I think any version of Linux would also do as well -- or close. Requires dual boot or a bootable USB device if you need to keep Windows for other purposes. I keep a bootable flash drive with Ubuntu on it for anything really secure. The flash drive has no persistence.

Maybe you mean this as a good thing - if nothing is stored, maybe that is more secure?

But if not, the Ubuntu flash drive can be set up with persistence. I've done it before, and it is very handy for adding whatever utilities you want, configuring the setup, adding a few docs you may want handy, etc.

I forget how it was done exactly, IIRC it was either an option during install, or just a choice of which file to install. But it was easy, I didn't jump through hoops or have to do any terminal commands or anything.

-ERD50

 

[Katsmeow]

Yes, that's possible, but maybe I overstated it a bit when I said "simple keys". I would use something relatively complex for the KEY#1 and KEY#2, but still easy to remember like a mnemonic for a phrase that I would know.

Some examples:

KEY#1 might be WhTkNtDaH245 (We have Three kids Named Tom dick And harry. 2-4-5 is the letters in the first 3 words)

KEY#2 might be MfIciV273 (My favorite Ice cream Is vanilla, then #'s)

Combine Key#1 and Key#2 with your unique code for that institution to make up the entire password.

I have different ways for doing passwords depending upon how important they are and whether I need to personally remember the passwords.

For a few passwords I have a system like the above.

For passwords for sites that it really doesn't matter I have a common password that I use for all of them and then part that individualizes it for the site.

For the other sites, I want to use unique passwords to each one but I really don't have to remember those passwords.

What works for those and stores most of the rest is Roboform. It can generate random strong passwords based upon the criteria I set (you tell it what special characters and length for example), then it generates a random password. I don't have to remember it. Instead I just have to remember my master password to Roboform. It is like one of those that ERD50 suggests but has some special characters as well.
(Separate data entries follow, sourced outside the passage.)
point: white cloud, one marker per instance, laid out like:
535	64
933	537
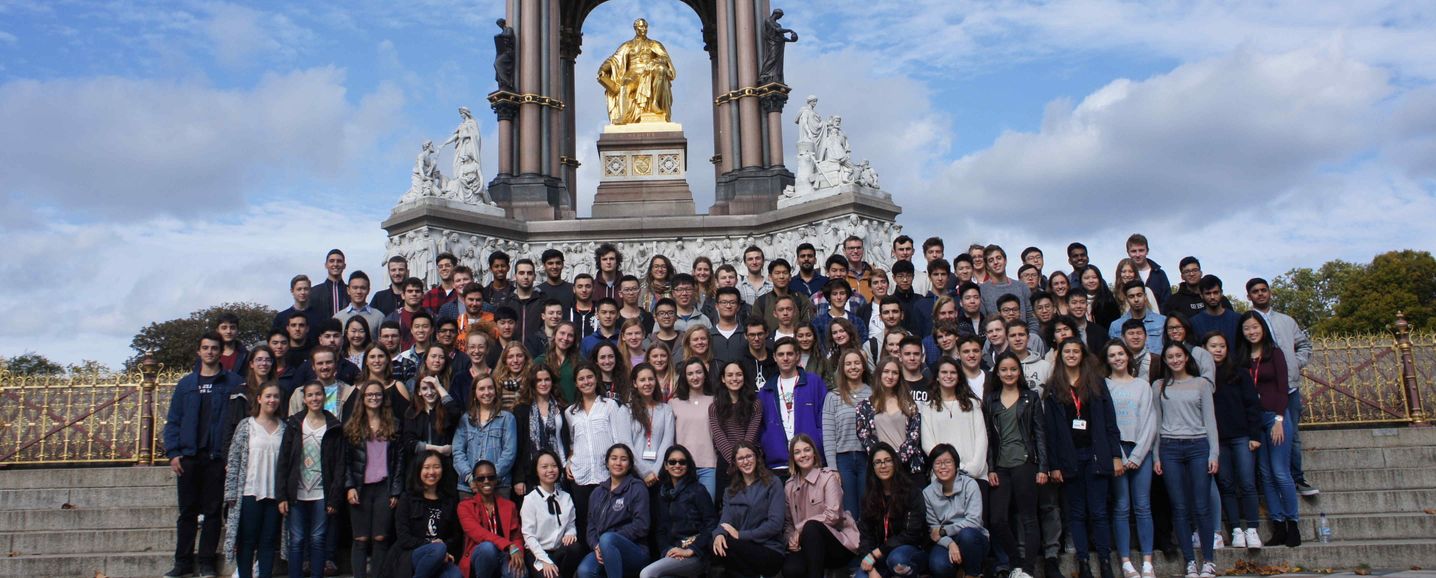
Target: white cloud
121	276
125	148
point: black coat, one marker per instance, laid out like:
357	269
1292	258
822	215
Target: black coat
1033	428
292	456
1102	422
685	511
906	531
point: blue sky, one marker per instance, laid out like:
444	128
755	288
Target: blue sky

I feel comfortable with this.

As far as online banking the only sites that really really matter to me for security are my bank and where I have my money (most Vanguard). Those I have strong passwords for and don't use anything even close to those passwords anywhere else. More to the point I log in to those accounts every business day so I would notice if anything untoward was happening.

 

[jebmke]

Maybe you mean this as a good thing - if nothing is stored, maybe that is more secure?

But if not, the Ubuntu flash drive can be set up with persistence. I've done it before, and it is very handy for adding whatever utilities you want, configuring the setup, adding a few docs you may want handy, etc.

I forget how it was done exactly, IIRC it was either an option during install, or just a choice of which file to install. But it was easy, I didn't jump through hoops or have to do any terminal commands or anything.

-ERD50

Yes, actually I have two bootable flash drives. One is non-persistent. The other I use with some tools to break back into a Windows machine if it fails to boot (I support about 50 laptops for TaxAide).